How to study the stages children go through as they play together has been highlighted in new research by a Swansea University academic.
Play is a crucial part of a child’s development. It is how children develop cognitive skills and learn new information as well as social skills and it is an important topic of research by social scientists.
Dr Pete King, who specialises in play and childhood studies, devised a method of studying the process of children’s play – the Play Cycle Observation Method (PCOM) – and has now published research which demonstrates how effective it is as an observational tool.
Working with collaborators Professor LaDonna Atkins and Dr Brandon Burr, his latest study put the PCOM to the test in real time by watching three-year-olds at play using an observation booth at the University of Central Oklahoma’s Child Study Centre.
Dr King, senior lecturer at the College of Human and Health Sciences, said: “The PCOM focuses on the process of play and initially it was piloted using a video of children playing.
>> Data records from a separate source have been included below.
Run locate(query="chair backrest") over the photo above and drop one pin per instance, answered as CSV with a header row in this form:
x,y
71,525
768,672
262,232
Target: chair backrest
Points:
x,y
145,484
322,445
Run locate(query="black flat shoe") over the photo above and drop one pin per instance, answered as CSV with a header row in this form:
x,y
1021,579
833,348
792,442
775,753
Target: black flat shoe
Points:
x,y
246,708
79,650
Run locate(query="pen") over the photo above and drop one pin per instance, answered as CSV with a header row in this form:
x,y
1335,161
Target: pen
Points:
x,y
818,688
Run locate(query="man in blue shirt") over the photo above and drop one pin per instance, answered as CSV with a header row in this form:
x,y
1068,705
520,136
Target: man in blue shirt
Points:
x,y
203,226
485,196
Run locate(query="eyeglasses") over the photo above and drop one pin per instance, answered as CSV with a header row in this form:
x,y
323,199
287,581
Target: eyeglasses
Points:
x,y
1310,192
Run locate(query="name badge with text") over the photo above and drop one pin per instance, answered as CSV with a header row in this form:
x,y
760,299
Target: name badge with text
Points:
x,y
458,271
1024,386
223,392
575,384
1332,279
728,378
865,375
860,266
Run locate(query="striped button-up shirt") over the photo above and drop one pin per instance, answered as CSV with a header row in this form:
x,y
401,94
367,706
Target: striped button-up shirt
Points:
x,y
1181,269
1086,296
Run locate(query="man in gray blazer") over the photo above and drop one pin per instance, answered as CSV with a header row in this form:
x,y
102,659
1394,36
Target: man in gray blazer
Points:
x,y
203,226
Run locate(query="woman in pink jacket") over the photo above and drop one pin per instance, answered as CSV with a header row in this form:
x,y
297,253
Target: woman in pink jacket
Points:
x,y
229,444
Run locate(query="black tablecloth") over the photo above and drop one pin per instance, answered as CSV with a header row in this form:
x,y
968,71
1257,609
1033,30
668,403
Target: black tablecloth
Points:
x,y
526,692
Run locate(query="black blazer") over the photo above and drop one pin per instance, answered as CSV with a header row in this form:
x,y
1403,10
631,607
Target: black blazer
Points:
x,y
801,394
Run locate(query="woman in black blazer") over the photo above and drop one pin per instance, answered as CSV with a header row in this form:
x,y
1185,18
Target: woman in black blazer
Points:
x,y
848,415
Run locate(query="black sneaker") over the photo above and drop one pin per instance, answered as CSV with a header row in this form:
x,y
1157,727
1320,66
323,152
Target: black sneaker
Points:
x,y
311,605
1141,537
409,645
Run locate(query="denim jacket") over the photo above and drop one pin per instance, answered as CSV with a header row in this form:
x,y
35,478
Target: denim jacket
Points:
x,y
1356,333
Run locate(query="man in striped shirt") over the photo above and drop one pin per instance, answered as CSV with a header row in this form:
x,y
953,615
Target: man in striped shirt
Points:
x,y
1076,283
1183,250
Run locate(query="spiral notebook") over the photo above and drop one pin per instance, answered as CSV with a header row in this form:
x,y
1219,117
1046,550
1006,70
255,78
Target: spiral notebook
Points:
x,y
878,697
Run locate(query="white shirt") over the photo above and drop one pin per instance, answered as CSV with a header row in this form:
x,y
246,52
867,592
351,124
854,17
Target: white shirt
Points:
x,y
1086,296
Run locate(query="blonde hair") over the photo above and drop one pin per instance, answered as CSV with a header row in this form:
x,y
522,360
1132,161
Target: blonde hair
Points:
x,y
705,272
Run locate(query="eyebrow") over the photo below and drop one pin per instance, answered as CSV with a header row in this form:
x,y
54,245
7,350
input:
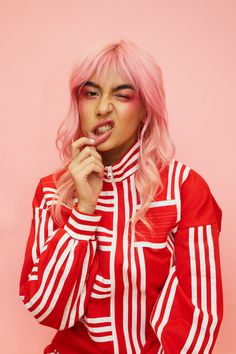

We were able to show it could be used effectively in that situation, where the observer is able to pause or rewind to take a closer look at the children’s activity.
“However, this is not an option when observing children in real time so how reliable would the PCOM be in those circumstances? This question formed the basis of our research paper.”
He explained that the PCOM focuses on the process of play and the Play Cycle, the term used by play professionals to observe and understand play. The cycle can be broken down into several distinct phases - pre-cue, play cue, play return, play frame, flow and annihilation.
The play cue, either verbal or non-verbal, is an invitation to play from a child while the play return is another child’s response. The play frame is the physical or imagined boundary that keeps the Play Cycle intact and annihilation is when play has finished.
For this study two members of the research team acted as the independent observers with no experience of using the PCOM. They watched play from the booth and used specifically designed observation sheets to quantitatively record play cues, play returns and Play Cycles. These sheets also collected qualitative data of play frames, annihilation and the role played by adults in the Play Cycle.
The observers watched the same ‘target child’ at the same time, each carrying out their observation simultaneously, without any discussion or comparison. This was repeated for 11 separate observations of different children. The data was then collected and analysed by a third member of the team.
Their findings have just been published in the Journal of Early Childhood Research.
Dr King said: “We proved that by focusing on the process of play, the PCOM is very child-centred and child-led observational tool. It is not restricted to a type of play such as pretend or social, so offers the opportunity to observe all types of play.
“The benefit of the PCOM is that it not only shows how we can support the various stages of children’s play, but it can also be used by the student learning about play and the professional practitioner in respect of reflective practice. In addition, the PCOM is a useful training tool for trainers and lecturers teaching play.”